PDA

View Full Version : Create HTML From a Word Doc



Bob Phillips
06-15-2005, 11:44 AM
I have a number of papers that I write in Word, and I want to publish them on the web.

BUT ... I am not interested in using Word's HTML output, I want to be able to tweak the output, and I don't need all that garbage. Plus, I want to add my own bells and whistles, metadata, stylesheets, Javascript, etc.

What I am looking for is a good example of working through a word doc, and examing each paragraph and taking action based upon it's style.

I am quite happy that I have the VBA to do the conversion from Word text to HTML text, but I don't have a lot of experience of the Word object model, or how to process it, so it is that part I am looking for.

Any ideas?

Thanks

MOS MASTER
06-15-2005, 01:17 PM
Hi Bob, :yes

Have very little time but you should loop through the paragraps.

From the top of my head something like:
Sub ProcessHTML()
Dim oPara As Word.Paragraph
For Each oPara In ActiveDocument.Paragraphs
Call MakeHTML(oPara.Range.Text, oPara.Style)
Next

End Sub
Sub MakeHTML(sRange As String, sStyle As String)
MsgBox sRange 'Proces text
MsgBox sStyle 'The style used
End Sub


Enjoy! :whistle:

Howard Kaikow
06-15-2005, 01:43 PM
I have a number of papers that I write in Word, and I want to publish them on the web.

BUT ... I am not interested in using Word's HTML output, I want to be able to tweak the output, and I don't need all that garbage.
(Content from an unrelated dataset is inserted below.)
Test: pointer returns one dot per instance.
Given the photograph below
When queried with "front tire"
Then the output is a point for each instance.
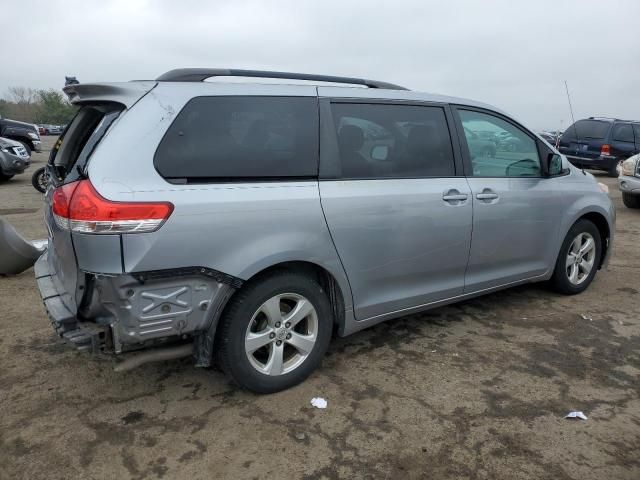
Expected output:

Plus, I want to add my own bells and whistles, metadata, stylesheets, Javascript, etc.

What I am looking for is a good example of working through a word doc, and examing each paragraph and taking action based upon it's style.

I am quite happy that I have the VBA to do the conversion from Word text to HTML text, but I don't have a lot of experience of the Word object model, or how to process it, so it is that part I am looking for.

Any ideas?

Thanks

a first attempt might be:

1. In Word, save as a filtered HTML file, which is alleged to remove a lot of the crap.

2. Take the resultant file and pass it thri an program such as HTML Tidy or CSE HTML Validator.

Start at HTML Tidy Project Page (http://tidy.sourceforge.net/) and CSE HTML Validator (http://www.htmlvalidator.com/) and W3C HTML Validation Service (http://validator.w3.org/) and WDG HTML Validator (http://www.htmlhelp.com/tools/validator/) and ... .

Bob Phillips
06-15-2005, 03:53 PM
Howard,

Thanks for the suggestion, but not really the way I think I want to go. I want to use my 'style' so I think I need to intercept it. I will put it through the W3C validator when I have done with it.

Joost,

That looks the sort of thing I want. Started playing with it and it is going well.

A couple of other question sthough if I may.

I have some lines, drawing objects in the document. Any idea how I can tell when I come acroos one?

I also have some paragraphs that are of the usual Normal style, but they have some text within them of another style. Know of any easy way that I can (easily) identify text within sRange that is of another style (i.e. not by parsing the whole paragraph)?

How do I identify bullets?

Thanks

Bob

MOS MASTER
06-15-2005, 04:05 PM
Hi Bob, :yes

Your welcome.
I'm almost going to bed so I'm keeping this short have to come back to yah.

The best method is to make sure the document is Strictly Formatted. (Use of defined styles and applied only)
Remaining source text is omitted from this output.